Ukraine’s formal government resignation has turned President Zelenskyy’s wartime reset into an institutional test for defence procurement, energy resilience and EU accession work.
Ukraine’s formal government resignation has turned President Volodymyr Zelenskyy’s wartime reset into an institutional test for defence procurement, energy resilience, anti-corruption measures and EU accession work.
Ukraine was awaiting the formation of a new government after Prime Minister Yulia Svyrydenko submitted her resignation to parliament. The move shifted the story from a proposed reshuffle to an active government transition.
EU Today covered the first stage of the reset in its 12 July analysis of Zelenskyy’s move to replace the prime minister. The new question is not whether Zelenskyy can change personnel. It is whether the transition interrupts the ministries and agencies responsible for urgent wartime programmes.
Defence procurement is the most sensitive file.

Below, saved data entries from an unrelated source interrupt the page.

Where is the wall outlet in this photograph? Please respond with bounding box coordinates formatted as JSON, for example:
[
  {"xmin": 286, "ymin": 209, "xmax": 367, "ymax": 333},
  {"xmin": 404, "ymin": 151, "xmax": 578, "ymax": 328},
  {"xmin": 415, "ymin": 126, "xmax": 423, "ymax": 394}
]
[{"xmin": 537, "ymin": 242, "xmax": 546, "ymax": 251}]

Ukraine is trying to expand domestic drone production, integrate Western weapons, accelerate ammunition supply and tighten oversight of wartime contracts. Any change in senior officials can delay approvals, shift priorities or create uncertainty for suppliers. That risk is especially acute when Russia is expected to intensify strikes on Ukraine’s energy infrastructure before winter.
Energy resilience is the second major test. The government must coordinate grid repairs, air-defence priorities, fuel supply and financing from European partners. If energy officials are moved or ministries reorganised, Kyiv will need to show that winter preparations continue without disruption.

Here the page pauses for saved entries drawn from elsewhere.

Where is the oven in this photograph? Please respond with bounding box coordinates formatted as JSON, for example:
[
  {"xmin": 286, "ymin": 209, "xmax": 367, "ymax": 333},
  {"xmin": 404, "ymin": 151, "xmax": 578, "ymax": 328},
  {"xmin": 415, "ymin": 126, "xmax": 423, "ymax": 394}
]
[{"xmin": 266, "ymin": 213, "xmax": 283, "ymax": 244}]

The reshuffle also affects EU accession. Ukraine’s path toward membership depends on judicial reform, anti-corruption work, public procurement rules and administrative capacity. Brussels is likely to tolerate personnel changes if the reform direction remains clear. It will be less comfortable if changes appear to weaken institutions created to monitor spending or investigate corruption.
Svyrydenko’s departure is politically notable because she was closely associated with economic diplomacy and the effort to secure foreign investment. Her resignation may allow Zelenskyy to install a government more tightly aligned with current wartime priorities. But it also removes a figure who had built working relationships with European and US counterparts.
The parliamentary process should move quickly because Zelenskyy’s political camp retains the ability to shape the government under martial law. Speed, however, is not the same as continuity. Ministers and deputies still need authority, budgets and clear lines of command to keep procurement and reform files moving.
For European governments, the practical question is simple: who signs, who supervises and who is accountable? Ukraine’s partners will watch appointments in defence, energy, economy, justice and anti-corruption institutions more closely than the headline change at the top.
A wartime reshuffle can strengthen the state if it removes bottlenecks and clarifies responsibility. It can weaken the state if it creates uncertainty during a period of intensified Russian pressure. Ukraine’s new government will therefore be judged not by the symbolism of renewal, but by whether drones, interceptors, grid repairs and EU reforms keep moving.